From:eppstein@ics.uci.edu (David Eppstein)Date:28 Jan 1997 11:00:52 -0800Newsgroups:sci.mathSubject:Re: [HELP]Solid angle

Xavier SERPAGGI wrote: >> Does anybody know a simple way to calculate the solid angle of four >> points, or even three. Ok, suppose you are trying to calculate the solid angle of a tetrahedron vertex. Translate the vertex to the origin (i.e. subtract its coordinates from the coordinates of the other three vertices), and normalize the other three points (call them a,b,c) so they are all at unit distance from the origin (e.g. if a has coordinates a1,a2,a3, divide each coordinate by sqrt(a1^2+a2^2+a3^2)).

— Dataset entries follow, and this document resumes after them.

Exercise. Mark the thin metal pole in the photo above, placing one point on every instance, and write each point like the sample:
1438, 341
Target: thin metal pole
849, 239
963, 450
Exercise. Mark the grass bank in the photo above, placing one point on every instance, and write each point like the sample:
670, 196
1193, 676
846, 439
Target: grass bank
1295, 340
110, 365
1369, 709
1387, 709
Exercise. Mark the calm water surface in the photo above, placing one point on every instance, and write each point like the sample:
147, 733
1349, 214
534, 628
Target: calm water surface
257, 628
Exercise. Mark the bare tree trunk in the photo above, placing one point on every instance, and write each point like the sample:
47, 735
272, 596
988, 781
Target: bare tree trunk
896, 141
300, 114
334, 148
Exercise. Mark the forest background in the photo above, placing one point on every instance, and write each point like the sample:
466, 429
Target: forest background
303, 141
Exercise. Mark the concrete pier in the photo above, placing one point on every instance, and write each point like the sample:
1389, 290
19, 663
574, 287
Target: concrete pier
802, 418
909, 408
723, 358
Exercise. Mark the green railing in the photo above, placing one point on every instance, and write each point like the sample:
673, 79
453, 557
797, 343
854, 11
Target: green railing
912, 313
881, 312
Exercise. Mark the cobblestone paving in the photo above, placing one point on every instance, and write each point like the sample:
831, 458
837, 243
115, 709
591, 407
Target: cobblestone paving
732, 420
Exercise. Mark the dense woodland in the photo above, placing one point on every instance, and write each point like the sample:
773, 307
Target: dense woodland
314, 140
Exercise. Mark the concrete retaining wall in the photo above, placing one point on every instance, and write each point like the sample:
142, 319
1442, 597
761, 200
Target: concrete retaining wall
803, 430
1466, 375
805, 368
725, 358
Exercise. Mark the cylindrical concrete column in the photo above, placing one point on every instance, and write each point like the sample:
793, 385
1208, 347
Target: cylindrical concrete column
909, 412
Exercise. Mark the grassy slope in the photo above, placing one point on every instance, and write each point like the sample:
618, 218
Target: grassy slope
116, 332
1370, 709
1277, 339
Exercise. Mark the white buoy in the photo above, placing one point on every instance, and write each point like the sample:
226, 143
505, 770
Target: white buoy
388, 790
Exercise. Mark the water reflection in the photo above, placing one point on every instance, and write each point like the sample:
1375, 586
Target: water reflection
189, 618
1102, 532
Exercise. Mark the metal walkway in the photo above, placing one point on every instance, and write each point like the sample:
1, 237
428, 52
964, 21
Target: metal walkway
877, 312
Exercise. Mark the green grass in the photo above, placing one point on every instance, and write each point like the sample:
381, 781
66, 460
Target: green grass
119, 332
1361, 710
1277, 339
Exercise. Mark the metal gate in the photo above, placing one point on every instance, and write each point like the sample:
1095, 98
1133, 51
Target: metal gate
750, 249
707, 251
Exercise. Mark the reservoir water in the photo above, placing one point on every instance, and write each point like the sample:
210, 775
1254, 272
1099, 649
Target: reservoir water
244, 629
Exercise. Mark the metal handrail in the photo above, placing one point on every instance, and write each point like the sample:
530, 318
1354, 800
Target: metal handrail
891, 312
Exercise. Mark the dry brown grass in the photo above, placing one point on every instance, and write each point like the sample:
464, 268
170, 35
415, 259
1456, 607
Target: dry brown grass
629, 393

Then the solid angle E can be found from the formula E = 2 tan^{-1} (a . (b x c))/(1 + b.c + c.a + a.b) where x is a cross product and the periods are dot products. Reference: F. Eriksson, "On the measure of solid angles", Math. Mag. 63, no. 3, 1990, pp. 184--187. -- David Eppstein UC Irvine Dept. of Information & Computer Science eppstein@ics.uci.edu http://www.ics.uci.edu/~eppstein/

From:mcconnel@vvm_See.Sig_.com (Don McConnell -- Read .sig before replying)Date:Wed, 30 Jul 1997 16:34:48 -0600Newsgroups:sci.mathSubject:Re: What is Tetrahedrometry ?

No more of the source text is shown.